White Spot Disease, also known as Ich or Ick, is a very common problem in aquariums and several different methods of treating it has been developed. In this article, we will take a close look at salt and malachite green. If salt or malachite green is the best available treatment for your particular aquarium depends on several different factors, including which species you keep and how sensitive they are to salt. Salt as well as malachite treatment is often combined with an increased water temperature and added aeration.

Malachite green treatment

Malachite green must be accurately dosed since it is a powerful chemical that will kill you fish if you overdo it. Some species are less tolerant to malachite green than others and it is therefore a good idea to research your species to find out how much malachite green they can handle. Many manufacturers recommend one drop of their product for each gallon of water in the aquarium to treat White Spot Disease, but a lot of producers sell really concentrated malachite green where one drop/gallon will not be safe to use on sensitive fish species.

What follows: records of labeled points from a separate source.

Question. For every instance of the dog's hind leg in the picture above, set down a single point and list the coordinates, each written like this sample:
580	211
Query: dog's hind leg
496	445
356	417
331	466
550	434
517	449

A dose of 0.05 milligrams malachite green per liter water is generally considered safe when used for three successive treatments (one every other day) but calculating it can be a bit tricky since different bottles contain different concentrations of malachite green. Look for the concentration listed on the bottle of the medication. It will normally be in percent, so you need to convert it into milligrams per milliliter. 1 percent equals 1 gram per 100 milliliters of water. A 0.5% malachite green solution will for instance contain 5 mg/milliliter. The recommended dose written on the bottle is often 1 drop per gallon (in the U.S.), and since 1 milliliter is about 15 drops, such a dose will create a concentration much higher than 0.05 milligrams per liter. This is why many aquarists have such bad experiences from malachite green; if you follow the dose recommended by the manufacturer you will often overdose and harm sensitive species. If you purchase a 0,75% malachite green solution, add no more than 4 drops per 10 gallons of water.  

Marine salt treatment

The Ich parasite does no like salt and using aquarium or marine salt is therefore a good way of getting rid of it, provided of course that you keep fish species that can tolerate the increased salinity. The high salinity should be maintained for two weeks to be sure that all parasites are really gone. Bringing the salinity up to 5 ppt (parts per thousand) will kill nearly always kill the parasites, but may be too strong for salt intolerant fish. If you keep catfish or equally sensitive species, bring the salinity no higher than 2 ppt and hope for the best. 

Temperature and aeration

The use of malachite green or salt is often combined with an increased water temperature when combating White Spot Disease, sine this speeds up the life cycle of the parasite. If you decide to boost up the temperature you should ideally also provide additional aeration since cool water holds oxygen better than warmer water. The increased water temperature will simultaneously increase the metabolism of your fish, which in turn increases their need for oxygen. Since Ich parasites frequently attached themselves to the gills of fish and destroys them, it is easy to understand that an increased water temperature can be very difficult for the diseased fish to handle. Adding additional aeration and keeping the oxygen levels really high will aid them in their struggle.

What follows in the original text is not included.